Auch die Flüchtlingsströme, die nun auf dem Weg nach Europa sind und Putin in die Schuhe geschoben werden, gehen klar auf das historische Kriegskonto der USA zurück. Die Destabilisierung des Iraks und Syriens ist eine direkte Folge gewaltsamer Interventionen der NATO, auf direkte Weise im Irak und auf indirekte in Syrien (Kriegsverbrechen gab es leider auf allen Seiten, vgl. Idlib und Mossul). Es gab trotz der, für Arabien vergleichsweise entwickelten Zivilgesellschaft in Syrien, Proteste gegen die Regierung. Es gab aber auch geopolitische Gründe, die die CIA schon seit den 50er Jahren und dann immer wieder veranlasste, auf den Sturz der syrischen Regierungen hinzuarbeiten (vgl. den obligatorischen Aufsatz von Robert F. Kennedy im Anhang). Kriegsverbrechen – das sind Verbrechen innerhalb des Verbrechens – sind natürlich zu ahnden wie die Verursacher eines Krieges selbst.

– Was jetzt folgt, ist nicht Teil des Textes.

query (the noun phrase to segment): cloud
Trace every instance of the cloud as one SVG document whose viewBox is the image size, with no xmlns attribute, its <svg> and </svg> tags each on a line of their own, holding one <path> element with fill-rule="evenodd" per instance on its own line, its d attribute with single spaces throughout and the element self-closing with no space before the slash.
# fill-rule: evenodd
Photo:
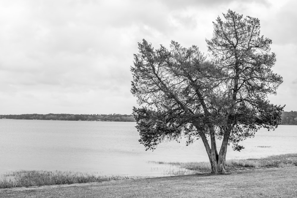
<svg viewBox="0 0 297 198">
<path fill-rule="evenodd" d="M 155 47 L 168 47 L 173 40 L 206 53 L 212 22 L 229 8 L 259 18 L 263 34 L 275 44 L 275 69 L 284 84 L 292 84 L 285 71 L 296 61 L 296 3 L 270 2 L 2 1 L 0 108 L 3 113 L 15 108 L 16 113 L 129 114 L 136 104 L 129 67 L 137 42 L 145 38 Z"/>
</svg>

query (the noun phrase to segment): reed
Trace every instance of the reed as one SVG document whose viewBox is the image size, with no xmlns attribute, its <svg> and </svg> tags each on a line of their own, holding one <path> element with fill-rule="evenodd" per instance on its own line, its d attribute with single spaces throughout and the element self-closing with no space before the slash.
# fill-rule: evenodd
<svg viewBox="0 0 297 198">
<path fill-rule="evenodd" d="M 209 173 L 211 171 L 209 162 L 149 162 L 169 164 L 176 167 L 175 168 L 169 169 L 169 170 L 165 170 L 165 175 L 183 175 Z M 226 165 L 229 171 L 297 166 L 297 153 L 273 155 L 259 158 L 228 160 L 226 161 Z"/>
<path fill-rule="evenodd" d="M 90 175 L 73 171 L 24 170 L 11 172 L 0 177 L 0 188 L 65 184 L 135 179 L 136 177 Z"/>
</svg>

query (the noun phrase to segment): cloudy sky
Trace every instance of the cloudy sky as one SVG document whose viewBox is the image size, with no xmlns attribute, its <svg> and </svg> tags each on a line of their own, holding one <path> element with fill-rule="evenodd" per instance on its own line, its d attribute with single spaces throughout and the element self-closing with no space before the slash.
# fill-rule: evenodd
<svg viewBox="0 0 297 198">
<path fill-rule="evenodd" d="M 206 54 L 212 22 L 229 9 L 260 19 L 284 80 L 269 98 L 297 110 L 296 8 L 295 0 L 0 0 L 0 114 L 130 114 L 138 42 L 173 40 Z"/>
</svg>

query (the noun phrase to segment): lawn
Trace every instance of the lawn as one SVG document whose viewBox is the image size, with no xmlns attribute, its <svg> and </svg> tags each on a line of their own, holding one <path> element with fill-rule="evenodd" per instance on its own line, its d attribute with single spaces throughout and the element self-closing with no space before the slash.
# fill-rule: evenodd
<svg viewBox="0 0 297 198">
<path fill-rule="evenodd" d="M 5 197 L 296 197 L 297 167 L 0 189 Z"/>
</svg>

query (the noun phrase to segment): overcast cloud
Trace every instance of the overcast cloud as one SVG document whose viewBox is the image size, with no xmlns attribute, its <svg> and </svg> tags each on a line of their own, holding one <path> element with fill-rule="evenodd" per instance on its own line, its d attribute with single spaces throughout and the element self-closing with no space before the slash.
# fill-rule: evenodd
<svg viewBox="0 0 297 198">
<path fill-rule="evenodd" d="M 0 0 L 0 114 L 130 114 L 137 43 L 173 40 L 207 53 L 229 9 L 259 18 L 283 78 L 276 104 L 297 110 L 297 3 L 253 1 Z"/>
</svg>

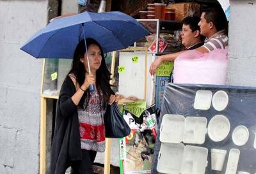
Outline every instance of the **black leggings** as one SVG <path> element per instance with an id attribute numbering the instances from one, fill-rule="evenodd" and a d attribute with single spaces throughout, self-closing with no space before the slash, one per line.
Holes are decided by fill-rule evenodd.
<path id="1" fill-rule="evenodd" d="M 82 149 L 82 160 L 72 163 L 70 174 L 93 174 L 92 164 L 96 154 L 94 150 Z"/>

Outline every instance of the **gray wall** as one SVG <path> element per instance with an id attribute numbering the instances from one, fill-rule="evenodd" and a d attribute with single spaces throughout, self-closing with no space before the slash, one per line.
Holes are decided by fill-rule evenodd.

Wenn wir die Diplomatie der Amerikaner und Russen im Nahen Osten vergleichen, kommen wir zu einem interessanten Ergebnis. Die Diplomatie der USA folgt nicht erst seit „America First“ dem alten Grundsatz von „Teile und Herrsche“. Das ist die Einteilung der Welt in gut und böse, in Freund und Feind. Zum Beispiel ist Saudi-Arabien ein Freund, der Iran ein Feind, Türkei ein Freund, Syrien ein Feind, Israel der Freund und Palästina der Feind. Die Interessen können sich zeitweise auch verschieben, das Freund-Feind-Schema aber bleibt und so ein Verfahren ist immer kriegstreibend.

Erstaunlich ist es, dass Russland unter seinem Außenminister Lawrow tatsächlich mit allen diesen Ländern enge Beziehungen unterhält. Es ist ihm gelungen, mit allen reden zu können und das ist die Voraussetzung dafür, sehr schwierige Interessen zum Ausgleich zu bringen. Sicher ist, dass Russland dabei eigene Interessen verfolgt, aber diese Diplomatie enthält auch ein gewichtiges Potential zum Frieden, das uns wichtig sein müsste.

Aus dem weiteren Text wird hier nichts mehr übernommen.